The ride back to DEO headquarters was quiet. Alex drove; I slumped in the passenger seat, watching the city lights blur past. My body continued its slow recovery, the solar energy from streetlights providing minimal but measurable assistance.
"That thing back there," Alex said finally. "Your adaptation. I need to document it."
"I'm sure Hamilton will run plenty of tests."
"That's not what I mean." She glanced at me. "I've been watching your training progress. The way your reflexes improve mid-session. The way your durability increases after taking hits. Now this—recovering from lead exposure faster than your species should allow."
"You think something's wrong with me?"
"I think something's different about you." She returned her attention to the road. "I don't know if it's wrong. But it's outside documented parameters for your species, and in my experience, that's usually significant."
I didn't have a good response. The truth—that I was a transmigrator from another reality with powers that didn't quite match the original Mon-El—wasn't something I could share. So I stayed quiet and let Alex draw her own conclusions.

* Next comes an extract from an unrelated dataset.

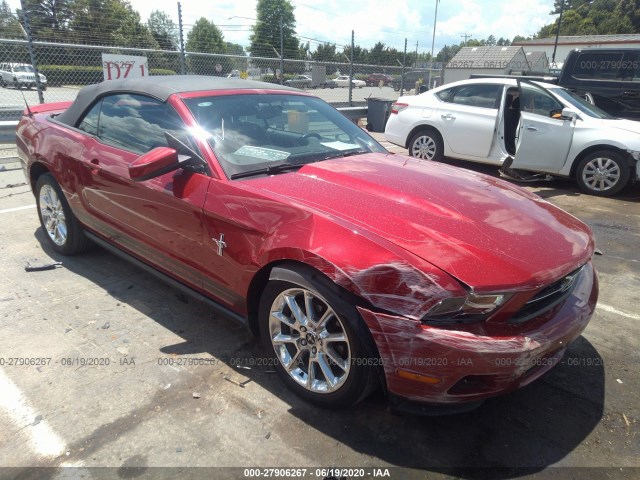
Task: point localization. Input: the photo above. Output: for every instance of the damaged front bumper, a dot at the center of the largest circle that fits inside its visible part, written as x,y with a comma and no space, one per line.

The medical bay was familiar by now. The beds, the equipment, the perpetual hum of monitoring devices. Dr. Hamilton ran me through the standard post-exposure protocols while Alex hovered in the doorway.
"Cellular recovery is remarkable," Hamilton noted, studying her readouts. "You're already at sixty percent normal function. Given the concentration you were exposed to, you should still be declining."
"Lucky, I guess."
"Luck doesn't explain cellular adaptation." She made notes on her tablet. "I'm scheduling follow-up testing. Whatever's happening with your physiology, we need to understand it."
I lay back on the bed after she left, staring at the ceiling. Different ceiling than my quarters, different than the containment cell where I'd first awakened. But the same institutional blankness.
My body had survived its second major lead exposure. More importantly, it had learned from the experience. The adaptation was real, measurable, accelerating.
The question was whether it could accelerate fast enough to matter when it counted.